By Linda Titel
On Thursday, Nov. 29 the Green Bay Packers Atrium was crowded, not for a Packer game but for a different reason. Family and friends gathered for men and women in uniform, National Guard uniforms. Four hundred National Guard soldiers were gathered for a military send-off before their deployment in Afghanistan. The 127th Infantry, 2nd Battalion will be heading to Afghanistan this winter to help protect U.S. advisers for Afghan security forces.
The unit will head to Texas and Louisiana for further training before it leaves for Afghanistan.
This deployment hits close to home, since family member, 22 year old Cody Wilfuer from Shiocton is one of the soldiers. This is Wilfuer’s first deployment.
Wilfuer was always intrigued with the military and after talking to recruiters and veterans that have been in the Army he decided to join the Army National Guard in his junior year of high school at the age of 17.
The summer of 2013 Wilfuer was stationed at Fort Benning in Georgia for training (boot camp) for 11 weeks, and returned the following summer for 11 more weeks.
After graduating from Fort Benning Wilfuer went to drill once a month and to Fort McCoy for two weeks during the summer months and spent last summer at Fort Grayling in Michigan with the Michigan National Guard.
He first heard of possible deployment for one year in August and has had anticipation ever since.
Lieutenant Colonel Matthew Elder, the 127th Infantry’s commanding officer addressed the soldiers at Lambeau and said he was humbled by all the families and friends that showed up to send off the soldiers.
Elder said, “These men and women are 100 percent American Soldiers who have prepared and are ready for this mission. They are the National Guard, part-time soldiers, who are doctors, lawyers, policemen, business men and women who tell us that if there is something wrong tonight you can count on us to be there and defend what is dear to us; our freedom and our welfare. It’s an awesome responsibility and I could not be prouder.”
This is the first time the National Guard has partnered with a SFAB (Security Force Assistance Brigades) unit, said Elder. “Our job, our mission in this is to provide security and protection for those advisers,” Elder said. “We use the term ‘guardian angels,’ it’ll also be the first deployment for 80 percent of the soldiers now in the battalion.” Soldiers’ ages range from 18 to 56.
“Our soldiers have to be ready for anything. They have to be ready to adapt and be flexible enough to do whatever the leaders in Afghanistan need them to do,” Elder said.
The soldiers will support NATO’s Resolute Support Mission in Afghanistan. They’ll provide security for the 2nd Security Force Assistance Brigade out of Fort Bragg, North Carolina.
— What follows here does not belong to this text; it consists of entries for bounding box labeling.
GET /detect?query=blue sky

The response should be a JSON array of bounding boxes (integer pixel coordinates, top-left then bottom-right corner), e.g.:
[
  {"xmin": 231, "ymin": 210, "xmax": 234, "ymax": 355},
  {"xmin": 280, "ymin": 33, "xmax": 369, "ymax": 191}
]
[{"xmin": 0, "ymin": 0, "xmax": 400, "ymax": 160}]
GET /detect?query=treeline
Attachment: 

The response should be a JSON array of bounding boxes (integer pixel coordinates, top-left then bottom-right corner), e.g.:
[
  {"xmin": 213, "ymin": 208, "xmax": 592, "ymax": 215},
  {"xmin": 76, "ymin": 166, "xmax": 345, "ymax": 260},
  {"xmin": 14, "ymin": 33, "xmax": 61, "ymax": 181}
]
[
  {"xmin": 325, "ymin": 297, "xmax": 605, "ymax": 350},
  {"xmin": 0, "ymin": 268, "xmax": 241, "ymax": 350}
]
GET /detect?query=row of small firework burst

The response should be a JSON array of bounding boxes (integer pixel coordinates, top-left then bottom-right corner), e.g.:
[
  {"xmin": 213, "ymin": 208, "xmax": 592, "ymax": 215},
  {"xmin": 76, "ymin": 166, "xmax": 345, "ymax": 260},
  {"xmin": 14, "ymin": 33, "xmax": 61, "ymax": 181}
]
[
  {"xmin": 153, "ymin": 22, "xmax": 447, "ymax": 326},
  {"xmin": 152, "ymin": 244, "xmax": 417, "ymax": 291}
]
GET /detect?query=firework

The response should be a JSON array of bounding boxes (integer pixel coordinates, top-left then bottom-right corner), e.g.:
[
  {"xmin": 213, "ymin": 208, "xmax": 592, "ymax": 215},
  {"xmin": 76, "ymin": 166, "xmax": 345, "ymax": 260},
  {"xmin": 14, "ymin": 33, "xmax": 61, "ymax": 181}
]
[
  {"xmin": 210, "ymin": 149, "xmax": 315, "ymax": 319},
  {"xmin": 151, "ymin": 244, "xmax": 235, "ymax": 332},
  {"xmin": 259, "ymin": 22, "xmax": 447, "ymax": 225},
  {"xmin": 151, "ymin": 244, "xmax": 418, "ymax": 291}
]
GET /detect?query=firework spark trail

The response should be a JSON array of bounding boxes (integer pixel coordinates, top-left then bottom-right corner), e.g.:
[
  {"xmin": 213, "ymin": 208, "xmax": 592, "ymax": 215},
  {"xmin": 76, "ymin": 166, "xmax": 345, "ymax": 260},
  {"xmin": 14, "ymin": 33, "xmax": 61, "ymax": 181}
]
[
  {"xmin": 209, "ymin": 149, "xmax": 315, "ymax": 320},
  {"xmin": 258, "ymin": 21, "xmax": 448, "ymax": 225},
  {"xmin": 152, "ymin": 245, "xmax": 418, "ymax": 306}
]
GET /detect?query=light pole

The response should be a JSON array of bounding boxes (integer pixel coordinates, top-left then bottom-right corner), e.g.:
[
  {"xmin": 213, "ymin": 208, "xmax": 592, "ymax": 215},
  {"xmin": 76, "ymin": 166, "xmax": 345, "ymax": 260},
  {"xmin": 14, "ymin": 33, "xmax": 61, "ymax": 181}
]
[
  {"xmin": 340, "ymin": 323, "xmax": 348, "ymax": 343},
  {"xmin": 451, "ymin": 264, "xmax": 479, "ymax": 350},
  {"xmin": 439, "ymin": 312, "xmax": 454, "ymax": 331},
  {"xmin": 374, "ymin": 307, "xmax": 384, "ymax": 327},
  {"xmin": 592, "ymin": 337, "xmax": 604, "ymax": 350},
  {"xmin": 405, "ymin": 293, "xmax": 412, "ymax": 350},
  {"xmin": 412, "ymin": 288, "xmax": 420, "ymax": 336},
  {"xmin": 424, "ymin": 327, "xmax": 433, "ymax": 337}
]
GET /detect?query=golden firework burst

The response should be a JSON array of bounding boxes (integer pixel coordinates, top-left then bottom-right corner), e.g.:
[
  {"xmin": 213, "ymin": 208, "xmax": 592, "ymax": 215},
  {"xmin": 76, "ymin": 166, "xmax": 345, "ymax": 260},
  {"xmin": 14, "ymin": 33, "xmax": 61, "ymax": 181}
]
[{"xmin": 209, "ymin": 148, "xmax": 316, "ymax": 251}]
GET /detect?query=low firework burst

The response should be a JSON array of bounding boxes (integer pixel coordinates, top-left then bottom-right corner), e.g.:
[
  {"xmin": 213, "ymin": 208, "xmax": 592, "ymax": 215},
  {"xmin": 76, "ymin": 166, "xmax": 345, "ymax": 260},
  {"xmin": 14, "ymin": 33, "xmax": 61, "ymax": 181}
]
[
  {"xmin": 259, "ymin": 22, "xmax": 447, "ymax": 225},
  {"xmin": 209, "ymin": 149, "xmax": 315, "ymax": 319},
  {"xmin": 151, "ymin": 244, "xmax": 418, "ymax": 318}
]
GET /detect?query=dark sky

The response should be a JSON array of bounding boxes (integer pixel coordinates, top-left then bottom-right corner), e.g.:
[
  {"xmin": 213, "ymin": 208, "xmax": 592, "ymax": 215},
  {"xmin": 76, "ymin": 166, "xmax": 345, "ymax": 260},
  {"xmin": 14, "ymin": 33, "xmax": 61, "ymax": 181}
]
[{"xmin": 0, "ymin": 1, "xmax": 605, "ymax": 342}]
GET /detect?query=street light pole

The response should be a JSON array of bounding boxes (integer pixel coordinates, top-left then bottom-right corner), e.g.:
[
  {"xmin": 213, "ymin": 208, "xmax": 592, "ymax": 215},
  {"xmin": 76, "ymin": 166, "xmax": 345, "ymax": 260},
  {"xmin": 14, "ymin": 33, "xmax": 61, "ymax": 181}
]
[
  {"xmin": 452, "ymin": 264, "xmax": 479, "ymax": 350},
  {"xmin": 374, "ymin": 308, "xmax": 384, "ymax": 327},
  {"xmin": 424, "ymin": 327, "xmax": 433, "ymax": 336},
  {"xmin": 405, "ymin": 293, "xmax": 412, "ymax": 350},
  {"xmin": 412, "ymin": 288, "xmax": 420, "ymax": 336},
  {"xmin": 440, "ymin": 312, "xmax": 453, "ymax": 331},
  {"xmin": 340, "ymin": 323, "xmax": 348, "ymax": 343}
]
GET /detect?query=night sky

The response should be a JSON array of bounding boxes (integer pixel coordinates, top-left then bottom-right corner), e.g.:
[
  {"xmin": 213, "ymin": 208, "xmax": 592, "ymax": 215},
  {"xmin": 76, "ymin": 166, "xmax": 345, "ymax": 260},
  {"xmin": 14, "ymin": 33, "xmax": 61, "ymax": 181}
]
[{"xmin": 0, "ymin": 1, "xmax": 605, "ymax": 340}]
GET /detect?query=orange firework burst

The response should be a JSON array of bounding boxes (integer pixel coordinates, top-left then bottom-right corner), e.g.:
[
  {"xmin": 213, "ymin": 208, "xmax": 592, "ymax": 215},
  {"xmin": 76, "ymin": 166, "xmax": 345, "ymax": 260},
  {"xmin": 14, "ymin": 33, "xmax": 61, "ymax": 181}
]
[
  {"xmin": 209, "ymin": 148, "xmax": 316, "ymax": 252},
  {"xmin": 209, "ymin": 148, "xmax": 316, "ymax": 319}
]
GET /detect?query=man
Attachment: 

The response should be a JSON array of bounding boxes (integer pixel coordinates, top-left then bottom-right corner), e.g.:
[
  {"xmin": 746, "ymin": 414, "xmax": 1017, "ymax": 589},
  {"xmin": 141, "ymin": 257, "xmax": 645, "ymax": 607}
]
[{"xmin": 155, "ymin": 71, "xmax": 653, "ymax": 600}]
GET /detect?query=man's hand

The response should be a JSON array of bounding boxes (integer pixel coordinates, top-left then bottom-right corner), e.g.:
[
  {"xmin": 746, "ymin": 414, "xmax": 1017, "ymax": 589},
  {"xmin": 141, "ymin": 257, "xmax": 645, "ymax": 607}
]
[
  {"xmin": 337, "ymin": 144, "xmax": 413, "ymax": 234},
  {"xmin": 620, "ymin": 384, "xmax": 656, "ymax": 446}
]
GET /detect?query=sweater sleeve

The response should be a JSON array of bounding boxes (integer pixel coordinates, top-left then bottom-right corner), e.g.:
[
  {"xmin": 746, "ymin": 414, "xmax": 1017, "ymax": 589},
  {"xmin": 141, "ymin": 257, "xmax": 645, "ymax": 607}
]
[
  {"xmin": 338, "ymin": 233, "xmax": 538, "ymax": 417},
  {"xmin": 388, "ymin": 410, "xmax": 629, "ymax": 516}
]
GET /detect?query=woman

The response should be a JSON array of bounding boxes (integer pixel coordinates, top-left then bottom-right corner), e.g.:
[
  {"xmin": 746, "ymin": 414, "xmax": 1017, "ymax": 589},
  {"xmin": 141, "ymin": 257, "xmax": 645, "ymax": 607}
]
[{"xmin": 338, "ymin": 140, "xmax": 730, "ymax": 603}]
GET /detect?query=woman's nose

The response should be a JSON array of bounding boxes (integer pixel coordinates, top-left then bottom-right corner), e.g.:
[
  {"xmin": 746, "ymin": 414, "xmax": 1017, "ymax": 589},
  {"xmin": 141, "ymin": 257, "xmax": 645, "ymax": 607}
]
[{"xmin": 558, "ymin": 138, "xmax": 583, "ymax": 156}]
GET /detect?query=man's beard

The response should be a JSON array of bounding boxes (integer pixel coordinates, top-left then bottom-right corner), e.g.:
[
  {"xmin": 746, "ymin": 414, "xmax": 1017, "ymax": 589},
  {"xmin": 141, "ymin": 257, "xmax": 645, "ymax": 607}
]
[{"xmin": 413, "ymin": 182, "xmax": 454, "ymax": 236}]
That unit is training and assisting Afghan National Security Forces.
Speaker, Major General Donald Dunbar said, “Their heart, aching, because their loved one’s about to go overseas for a year. That’s a hard thing. I wish they didn’t have to go overseas for a year, but things that matter need to be defended, and they need to be defended by brave men and women and that’s what we have before us here today and with their families and friends support they will be able to accomplish their mission. \
These soldiers are ready and are Wisconsin’s finest.”
Lieutenant Govenor Rebecca Kleefisch said, “I am so humble and honored to address this crowd of soldiers, families and friends. I respect and admire you so much.
She said, “We are here in Green Bay at Lambeau field where we treasure our Lombardi trophy but what we treasure more are the brave men and women that sit before us, ready to stand against an enemy a world away, to fight for what is right and just.”
Kleefisch presented the infantry with the Wisconsin flag, which dates back to the Civil War.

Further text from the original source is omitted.